I haven't been writing about this process as it happened because it was, perhaps unsurprisingly, completely crazy making and insane much of the time, and I was too exhausted by the process of surviving it to want to chronicle the journey. I have been told on good authority that it is always difficult to buy a house. That process is much more complicated when you have six adults trying to decide what they have to have, what they can live without, and what they feel comfortable doing with a large chunk of their life savings. The fact that we have gotten to the end of this process and we all still like each other and are excited to live together speaks volumes for the emotional maturity and problem solving skills of everyone involved. In fact, almost no part of this process went smoothly with the exception of the communication we had amongst ourselves.

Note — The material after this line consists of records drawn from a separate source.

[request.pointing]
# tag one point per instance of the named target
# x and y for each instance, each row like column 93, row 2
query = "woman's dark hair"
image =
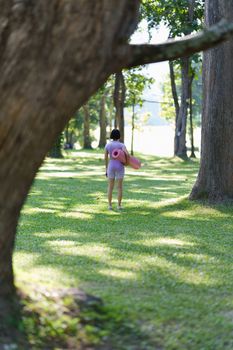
column 115, row 134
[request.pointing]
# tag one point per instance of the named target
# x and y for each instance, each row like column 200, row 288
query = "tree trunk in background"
column 215, row 179
column 180, row 149
column 56, row 150
column 102, row 122
column 174, row 89
column 119, row 102
column 53, row 56
column 192, row 155
column 86, row 128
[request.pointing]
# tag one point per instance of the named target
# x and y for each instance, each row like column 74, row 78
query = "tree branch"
column 135, row 55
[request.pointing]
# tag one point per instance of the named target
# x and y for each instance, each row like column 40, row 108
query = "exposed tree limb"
column 134, row 55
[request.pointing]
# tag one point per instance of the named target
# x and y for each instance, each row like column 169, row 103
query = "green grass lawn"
column 164, row 263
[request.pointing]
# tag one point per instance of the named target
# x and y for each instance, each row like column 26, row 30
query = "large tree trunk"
column 119, row 102
column 102, row 122
column 215, row 179
column 53, row 56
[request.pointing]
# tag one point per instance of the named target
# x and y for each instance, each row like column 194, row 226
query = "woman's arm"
column 106, row 161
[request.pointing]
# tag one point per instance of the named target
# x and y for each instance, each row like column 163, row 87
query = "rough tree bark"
column 53, row 56
column 215, row 178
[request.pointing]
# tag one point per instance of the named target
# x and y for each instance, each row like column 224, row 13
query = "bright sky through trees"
column 157, row 70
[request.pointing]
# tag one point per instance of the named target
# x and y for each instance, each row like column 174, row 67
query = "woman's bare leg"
column 120, row 191
column 110, row 189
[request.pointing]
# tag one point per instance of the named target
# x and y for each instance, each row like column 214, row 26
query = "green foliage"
column 174, row 14
column 167, row 106
column 136, row 83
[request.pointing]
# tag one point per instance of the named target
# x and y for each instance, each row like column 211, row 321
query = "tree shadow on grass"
column 155, row 260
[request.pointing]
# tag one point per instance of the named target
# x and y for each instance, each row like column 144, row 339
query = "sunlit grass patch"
column 164, row 262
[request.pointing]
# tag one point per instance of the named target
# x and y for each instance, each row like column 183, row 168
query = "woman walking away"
column 115, row 170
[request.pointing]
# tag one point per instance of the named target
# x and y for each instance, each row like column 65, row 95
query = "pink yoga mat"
column 121, row 156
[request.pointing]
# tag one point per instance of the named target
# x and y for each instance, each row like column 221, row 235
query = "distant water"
column 154, row 140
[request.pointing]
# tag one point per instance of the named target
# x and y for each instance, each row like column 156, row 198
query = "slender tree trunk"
column 174, row 89
column 133, row 127
column 215, row 179
column 86, row 128
column 180, row 131
column 192, row 155
column 102, row 122
column 119, row 102
column 56, row 150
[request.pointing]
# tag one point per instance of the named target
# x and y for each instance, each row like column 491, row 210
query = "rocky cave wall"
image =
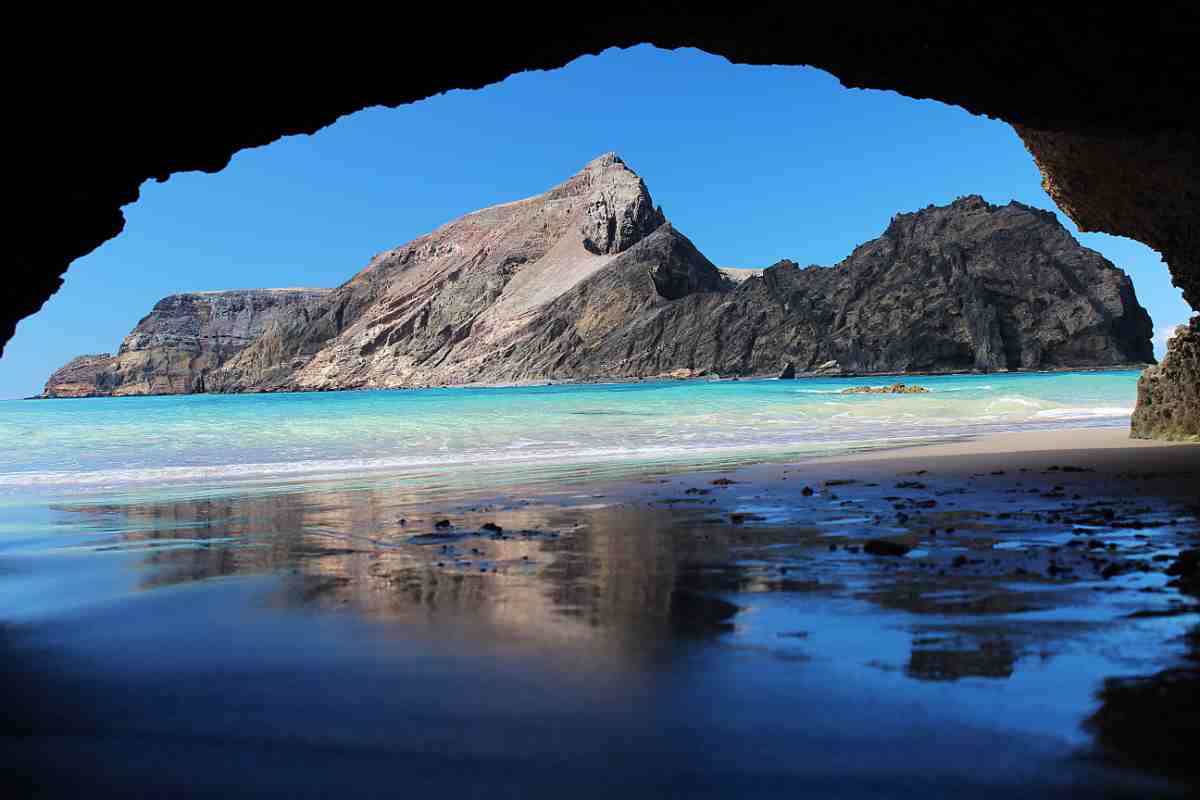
column 1103, row 98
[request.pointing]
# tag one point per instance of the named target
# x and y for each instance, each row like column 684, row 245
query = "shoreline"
column 939, row 577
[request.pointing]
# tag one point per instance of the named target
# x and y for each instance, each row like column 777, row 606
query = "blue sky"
column 753, row 163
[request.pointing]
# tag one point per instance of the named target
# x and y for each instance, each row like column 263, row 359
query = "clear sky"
column 753, row 163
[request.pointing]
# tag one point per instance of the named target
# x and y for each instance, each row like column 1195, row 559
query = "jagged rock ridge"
column 589, row 281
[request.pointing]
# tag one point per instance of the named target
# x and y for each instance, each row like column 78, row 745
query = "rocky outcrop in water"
column 591, row 282
column 1169, row 394
column 84, row 376
column 179, row 343
column 894, row 389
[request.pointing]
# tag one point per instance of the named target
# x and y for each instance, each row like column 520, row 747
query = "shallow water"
column 306, row 637
column 496, row 437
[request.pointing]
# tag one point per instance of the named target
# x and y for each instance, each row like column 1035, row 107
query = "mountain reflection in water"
column 310, row 642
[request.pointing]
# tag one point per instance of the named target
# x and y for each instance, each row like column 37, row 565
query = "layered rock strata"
column 591, row 282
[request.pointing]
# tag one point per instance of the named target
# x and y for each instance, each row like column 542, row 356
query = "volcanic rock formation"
column 589, row 282
column 1103, row 100
column 1169, row 394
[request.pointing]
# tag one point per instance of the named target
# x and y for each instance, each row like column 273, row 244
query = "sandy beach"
column 1007, row 615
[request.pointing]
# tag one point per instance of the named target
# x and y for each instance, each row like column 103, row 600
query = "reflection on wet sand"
column 748, row 590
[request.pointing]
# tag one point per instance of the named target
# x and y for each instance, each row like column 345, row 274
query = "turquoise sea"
column 484, row 438
column 348, row 594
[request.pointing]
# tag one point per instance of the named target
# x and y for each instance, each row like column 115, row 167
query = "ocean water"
column 496, row 437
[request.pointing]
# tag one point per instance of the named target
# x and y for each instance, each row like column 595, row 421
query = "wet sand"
column 984, row 618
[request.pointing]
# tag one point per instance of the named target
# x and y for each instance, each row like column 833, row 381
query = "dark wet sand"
column 981, row 619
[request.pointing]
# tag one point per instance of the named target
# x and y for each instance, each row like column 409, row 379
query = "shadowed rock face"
column 1169, row 394
column 588, row 281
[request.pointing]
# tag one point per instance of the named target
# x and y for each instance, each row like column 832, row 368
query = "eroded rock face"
column 179, row 343
column 1169, row 394
column 969, row 286
column 588, row 281
column 85, row 376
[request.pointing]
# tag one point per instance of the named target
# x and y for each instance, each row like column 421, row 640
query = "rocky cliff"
column 589, row 281
column 181, row 341
column 1169, row 394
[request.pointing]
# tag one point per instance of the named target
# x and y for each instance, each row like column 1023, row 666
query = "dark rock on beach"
column 885, row 547
column 1169, row 394
column 591, row 282
column 894, row 389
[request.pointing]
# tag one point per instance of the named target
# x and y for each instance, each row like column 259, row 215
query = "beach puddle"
column 933, row 633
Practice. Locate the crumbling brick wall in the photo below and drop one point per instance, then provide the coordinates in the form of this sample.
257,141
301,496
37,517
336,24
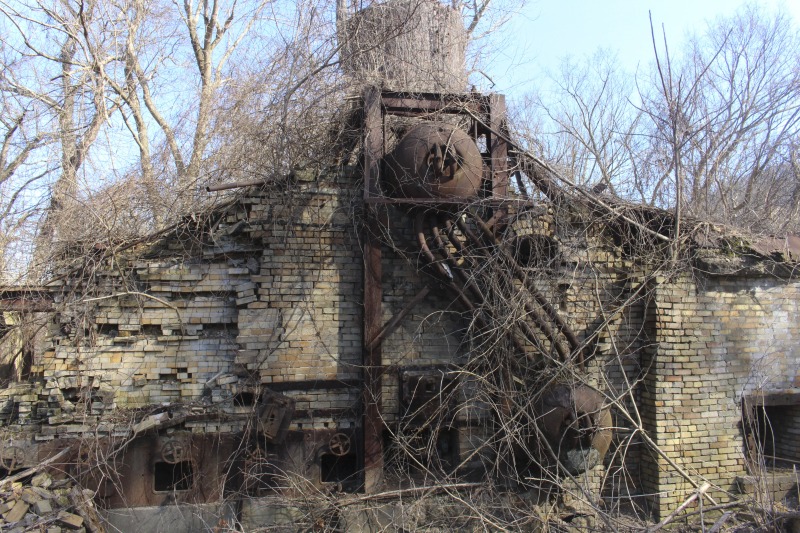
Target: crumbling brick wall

Because this house is a joint endeavor there are ways in which the purchase of it means something more, or at least something different, then such a thing normally would -- and I think everybody recognizes that buying a house is a big deal no matter who you are and what your circumstances are. Although we all have separate spaces in the house there is also a large finished room in the basement that, while technically belonging to the first floor unit, is going to be used as shared common space. It will contain, eventually, a futon for guests, craft supplies, board games, comfy couches, a screen and a projector for movie nights, toys for small people, and many many books. We are all committed to making this, in the best case scenario, our forever home. We are committing to supporting each other through sickness and health, to cooking together regularly, to caring for children together. (This last is not an abstract idea, since
beah is pregnant and due to give birth sometime around the beginning of July.) In short, we are committed to becoming even more like family to each other than we already are. This move, then, carries with it both a lot of the terror and the joy that I felt when Aatish and I got married, though the register and scale of those emotions is somewhat different.
We will all start to trickle in to the house over the next few weeks--
mrf_arch and
beah move this coming Tuesday, Tish and I the week after that,
coraline and
nacht_musik follow on May 30th. I still have a lot of packing to do, a lot of cleaning, and a lot of thinking about what this transition means to me. I am thrilled and relieved and also really, truly, deeply ready to be done with the move and not surrounded by boxes anymore. I think, though, that the worst of this is behind us and that the possibilities for awesomeness are unfurling before us, limitless as the horizon.